SIBANYE-Stillwater’s outgoing CEO Neal Froneman has called on Western nations to offer price guarantees for critical minerals, arguing such support is essential to challenge China’s market dominance backed by extensive government subsidies.
Froneman told the Financial Times in an interview that governments must create competitive conditions for mining companies serving Western markets. “If we mine for the US or even Europe, we should be guaranteed certain prices so that we get the right returns,” he said.
His appeal reflects growing concern among industrialized countries over China’s control of critical minerals supply chains. Beijing’s recent export restrictions on rare earths, gallium, germanium and graphite have disrupted manufacturing in defense, automotive and semiconductor sectors across Western nations, said the newspaper.
A coordinated purchasing approach, where the US and allies such as Australia would guarantee minimum prices for strategic materials, has emerged as a potential solution following last month’s G7 summit, the FT said in its article. Leaders committed to establishing “standards-based markets” for critical minerals as a preliminary step toward collective procurement.
Froneman, who steps down in September, highlighted the advantages Chinese competitors enjoy through cheaper financing and relaxed environmental regulations. Despite these challenges, he praised Sibanye’s strategic focus on Western customers rather than Chinese contracts.
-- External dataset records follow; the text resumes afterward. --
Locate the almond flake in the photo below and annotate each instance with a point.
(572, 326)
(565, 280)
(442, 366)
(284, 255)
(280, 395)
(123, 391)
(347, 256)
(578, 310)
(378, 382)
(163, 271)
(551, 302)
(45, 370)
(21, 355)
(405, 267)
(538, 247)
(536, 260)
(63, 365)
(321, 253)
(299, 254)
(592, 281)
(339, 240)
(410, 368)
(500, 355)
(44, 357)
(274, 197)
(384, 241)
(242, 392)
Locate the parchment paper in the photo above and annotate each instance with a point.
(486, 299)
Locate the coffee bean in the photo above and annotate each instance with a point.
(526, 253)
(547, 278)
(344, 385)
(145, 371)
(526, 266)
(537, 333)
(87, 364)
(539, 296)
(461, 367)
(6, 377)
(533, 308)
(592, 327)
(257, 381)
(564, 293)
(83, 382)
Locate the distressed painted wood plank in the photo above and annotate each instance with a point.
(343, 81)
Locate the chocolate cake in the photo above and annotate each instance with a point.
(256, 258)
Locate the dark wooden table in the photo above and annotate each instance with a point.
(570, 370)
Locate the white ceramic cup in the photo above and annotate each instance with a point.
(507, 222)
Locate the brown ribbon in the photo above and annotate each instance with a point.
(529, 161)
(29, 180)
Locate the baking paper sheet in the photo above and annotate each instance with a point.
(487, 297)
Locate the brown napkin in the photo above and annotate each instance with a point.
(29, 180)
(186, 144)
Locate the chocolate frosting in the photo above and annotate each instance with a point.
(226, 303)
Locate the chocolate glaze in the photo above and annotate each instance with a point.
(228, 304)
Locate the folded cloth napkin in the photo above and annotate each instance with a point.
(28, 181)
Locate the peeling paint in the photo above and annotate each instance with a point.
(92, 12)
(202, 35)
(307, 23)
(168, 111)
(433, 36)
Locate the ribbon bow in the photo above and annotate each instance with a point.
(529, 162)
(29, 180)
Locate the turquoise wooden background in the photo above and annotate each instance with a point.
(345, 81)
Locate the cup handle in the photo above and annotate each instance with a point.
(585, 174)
“We recognised that the world was going to de-globalise, and polarize around the east and the west,” said Froneman, who has guided the company since its 2013 formation.
While Sibanye-Stillwater has secured some government backing for individual projects, Froneman emphasised the need for broader Western support to maintain competitiveness against state-supported Chinese rivals.
In March, Sibanye-Stillwater received the support of the European Commission which identified two of the Johannesburg firm’s projects strategic.
The EC declared the Keliber lithium project in Finland and GalliCam project in France as ‘Strategic Projects’ under the European Union’s (EU’s) Critical Raw Materials Act (CRMA). The CRMA aims to ensure that European extraction, processing and recycling of strategic raw materials meet 10%, 40% and 25% respectively of the EU’s demand by 2030.
“The recognition by the European Commission affirms our strategic investments and focus on regional ecosystem development and we look forward to advancing these critical projects and delivering lasting value to our stakeholders,” said Froneman at the time.
Sibanye-Stillwater will spend about R4.3bn in the 2025 financial completing Keliber in which it has a 78.9% stake. First production of lithium hydroxide, produced from ore mined at the site, is scheduled for 2026. This is about three years before lithium goes into deficit, after including other projects, according to a Sibanye-Stillwater’s forecast.
Once it reaches full capacity, Keliber is forecast to produce approximately 15,000 tons a year of battery-grade lithium hydroxide for at least 18 years.
Currently in pre-feasibility stage, the GalliCam project in France is Sibanye-Stillwater’s Plan B for Sandouville, a nickel refinery that became lossmaking last year amid a slump in the metal’s price. GalliCam will repurpose the refinery to produce precursor ‘cathode active material’, known as pCAM.
“The GalliCam project intends to advance the European and French Electric Vehicle (EV) battery industry by becoming one of Europe’s first pCAM producers,” said the group which has earmarked R198m in capital expenditure this year.